Услышав тяжелые шаги в коридоре и увидев сквозь полуоткрытую дверь спину часового, девушки переглянулись. Маргарет инстинктивно посмотрела на спящую собаку. Они ждали, что он поздоровается или даст им хоть какие-то инструкции, однако он просто стоял как вкопанный.
Без четверти десять Джин вышла в коридор и предложила ему сигарету. И когда он отказался, небрежно закурила и принялась засыпать его вопросами. А где находится кинозал? Кормят ли моряков тем же самым, что и невест? Любит ли он картофельное пюре? Он отвечал односложно, улыбнувшись всего один раз, когда она поинтересовалась, а что он делает, когда ему надо в сортир. (“Боже мой, Джин!” – пробормотала за дверью Эвис.)
– Мы приучены терпеть, – сухо произнес он.
– А где вы спите? – кокетливо спросила она, прислонившись к идущей по стене трубе.
– В своем кубрике, мэм.
– А где он находится?
– Служебная тайна.
– Не вешайте мне лапшу на уши. – (Морпех с каменным лицом смотрел прямо перед собой.) – Мне просто интересно. – Она подошла поближе и заглянула ему в лицо. – Ой, да бросьте!
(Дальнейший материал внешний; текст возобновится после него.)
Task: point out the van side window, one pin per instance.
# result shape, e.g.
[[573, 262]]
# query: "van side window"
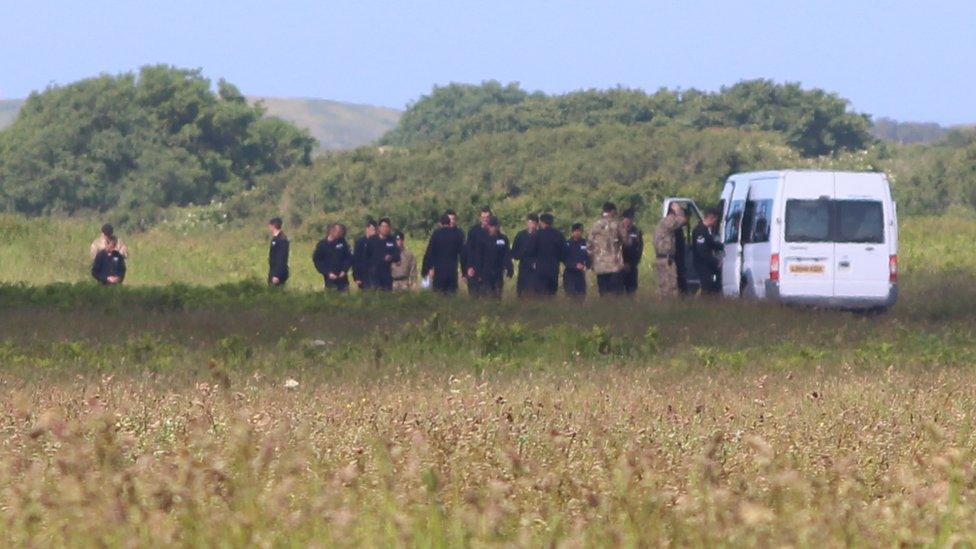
[[755, 223], [733, 222]]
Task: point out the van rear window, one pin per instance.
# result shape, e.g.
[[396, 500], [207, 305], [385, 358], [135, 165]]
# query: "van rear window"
[[860, 221], [808, 221]]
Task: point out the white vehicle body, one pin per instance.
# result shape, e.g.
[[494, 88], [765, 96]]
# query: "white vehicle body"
[[810, 237]]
Мои игрушечные солдатики и то более разговорчивы.
– Мэм.
Она явно собиралась пустить в ход тяжелую артиллерию. Обычное оружие, похоже, на него не действовало.
– По правде говоря, – начала она, смяв окурок, – я хотела вас кое о чем спросить, но стесняюсь.
Моряку явно все это надоело. И немудрено, подумала Эвис.
Джин задумчиво описывала полукруг носком туфли.
– Пожалуйста, никому не говорите, но я совершенно не ориентируюсь, – сказала она. – Мне очень хотелось бы немного пройтись, но сегодня я уже дважды заблудилась, и остальные девушки надо мной потешаются. Поэтому как-то неловко их просить. Я сегодня даже пропустила обед, потому что не нашла столовую. – (Морпех немного расслабился. Он слушал очень внимательно.) – Понимаете, это потому, что мне всего шестнадцать. Вообще-то, я не очень-то успевала в школе. Чтение и прочие дела. И я не могу… – Она перешла на трагический шепот. – Не могу разобрать карту корабля. Может, вы мне ее объясните, ладно?
Морпех явно колебался, но не выдержал и сдался.
– На доске объявлений есть карта. Если хотите, могу вам все показать. – Он говорил тихим, но очень звучным голосом.